Speakers include Parker, Suzanne LaFont, whose husband was injured by police when they thought he was emotionally disturbed, and Khoshakhlagh.

Voice for the Voiceless

Khoshakhlagh hasn’t spoken at news conferences or at advocacy groups before. But fueled by her firsthand experience of being shot, and her profession managing Brooklyn-based housing for 48 adults who are emotionally disturbed, she feels compelled to stand up for the voiceless.

“That’s part of the difference of knowing something intellectually, and then when you are experiencing it firsthand, it opens up to this other life,” she said.

As a childhood refugee from war-torn Iran, and a mental health professional, Khoshakhlagh feels it is her duty to help the police understand how to better deal with the emotionally disturbed.

When she was in school and she saw someone bullied, she used to react by stepping in.

“[Emotionally disturbed people] don’t have the kind of support system that we have. I’m drawn to that, I think that it’s not fair that some people are disadvantaged, they can be bullied in society, they can become a scapegoat in society,” she said.

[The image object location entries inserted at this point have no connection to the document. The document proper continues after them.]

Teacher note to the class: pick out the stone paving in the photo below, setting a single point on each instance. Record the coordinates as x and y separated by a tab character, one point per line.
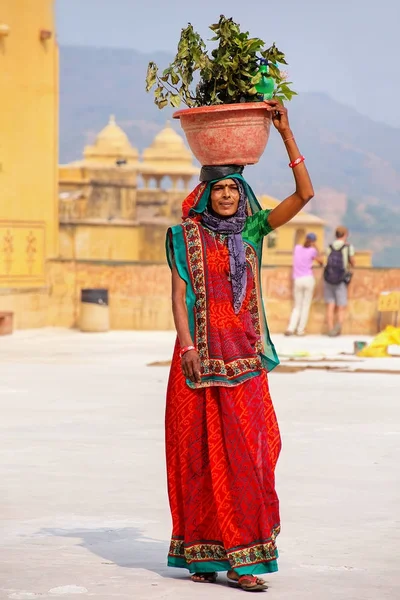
83	503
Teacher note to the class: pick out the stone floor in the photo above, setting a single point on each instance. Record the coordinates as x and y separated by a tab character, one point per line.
83	504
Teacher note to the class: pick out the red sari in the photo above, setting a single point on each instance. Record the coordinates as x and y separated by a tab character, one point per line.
222	443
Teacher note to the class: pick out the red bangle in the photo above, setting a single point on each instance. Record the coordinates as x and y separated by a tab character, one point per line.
296	162
186	349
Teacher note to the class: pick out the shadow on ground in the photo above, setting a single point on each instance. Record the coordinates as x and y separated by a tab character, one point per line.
126	547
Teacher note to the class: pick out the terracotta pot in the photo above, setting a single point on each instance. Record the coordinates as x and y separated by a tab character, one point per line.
226	134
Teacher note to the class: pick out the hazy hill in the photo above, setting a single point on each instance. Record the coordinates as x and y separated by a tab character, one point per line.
349	156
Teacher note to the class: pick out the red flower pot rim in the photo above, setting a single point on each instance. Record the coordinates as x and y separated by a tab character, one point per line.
199	110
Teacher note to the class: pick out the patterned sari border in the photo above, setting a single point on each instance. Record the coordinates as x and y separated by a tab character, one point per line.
252	554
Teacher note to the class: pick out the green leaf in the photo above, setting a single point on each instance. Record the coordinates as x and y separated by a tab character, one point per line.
151	76
174	78
175	100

“People who obviously need help, almost get sucked into the system,” she added.

Hopeful

In an open letter to Mayor de Blasio and Bratton dated Jan. 8, 2014, Khoshakhlagh asked the administration to learn from the past.

“I am writing this not only because the police shot me, but because this incident highlights a serious problem that the NYPD should make it a priority to address,” Khoshakhlagh wrote.

She also wrote: “Everything we do during a crisis matters. You cannot put out fire with more fire.”

Wang remains hopeful in the new administration after its open approach to stop and frisk.

The two women are waiting for a response to their letter before considering the possibility of a lawsuit against the NYPD.

“We haven’t made a decision, we are hoping that de Blasio would respond, I thought he would,” Khoshakhlagh said.